We have mentioned multiple times in the course that ShardingSphere uses a microkernel architecture to achieve framework scalability. As the course progresses, we will discover that the implementation of various components such as ConfigCenter for configuration center, ShardingEncryptor for data desensitization, and RegistryCenter interface for database governance also use the microkernel architecture. So, what exactly is a microkernel architecture? Today we will discuss the basic principles of this architectural pattern and its application in ShardingSphere.

What is Microkernel Architecture? #

Microkernel is a typical architectural pattern, different from ordinary design patterns.

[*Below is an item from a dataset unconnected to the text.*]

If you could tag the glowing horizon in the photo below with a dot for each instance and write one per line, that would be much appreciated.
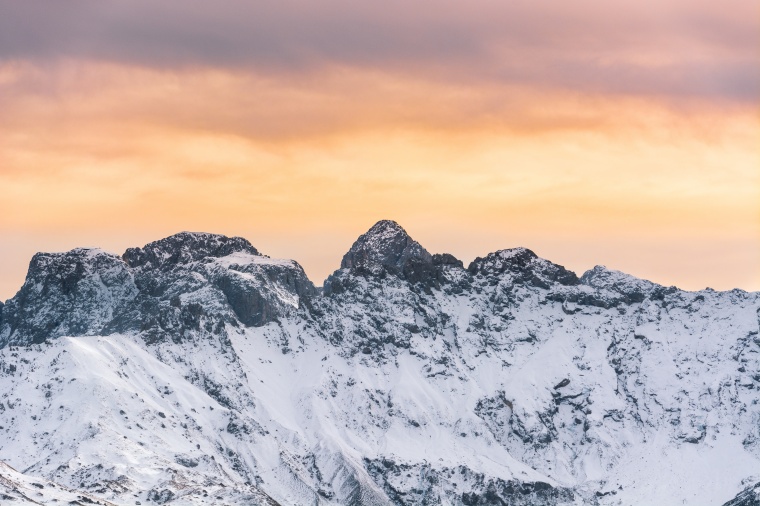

Architectural patterns are high-level patterns used to describe the system’s structural composition, relationships, and related constraints. Microkernel architecture is widely used in open-source frameworks, not only in ShardingSphere but also in the popular PRC framework Dubbo, which has implemented its own microkernel architecture. So, before introducing what microkernel architecture is, it is necessary to explain why these open-source frameworks use microkernel architecture.

Why Use Microkernel Architecture? #

Essentially, microkernel architecture is used to improve system scalability. Scalability refers to the flexibility of a system when inevitable changes occur and the ability to balance the cost of providing such flexibility. In other words, when adding new business to the system, there is no need to change the existing components. The new business can be encapsulated in a new component to complete the overall business upgrade. We consider such a system to have good scalability.

In terms of architectural design, scalability is an eternal topic in software design. To achieve system scalability, one approach is to provide a plug-and-play mechanism to respond to changes. When an existing component in the system does not meet the requirements, we can implement a new component to replace it, and the entire process should be transparent to the system operation. We can also replace these new and old components as needed.

For example, in the next lesson, we will introduce the distributed primary key functionality provided by ShardingSphere. There may be many implementations of distributed primary keys, and the scalability at this point is that we can replace the original implementation with any new distributed primary key implementation without changing the business code that depends on distributed primary keys.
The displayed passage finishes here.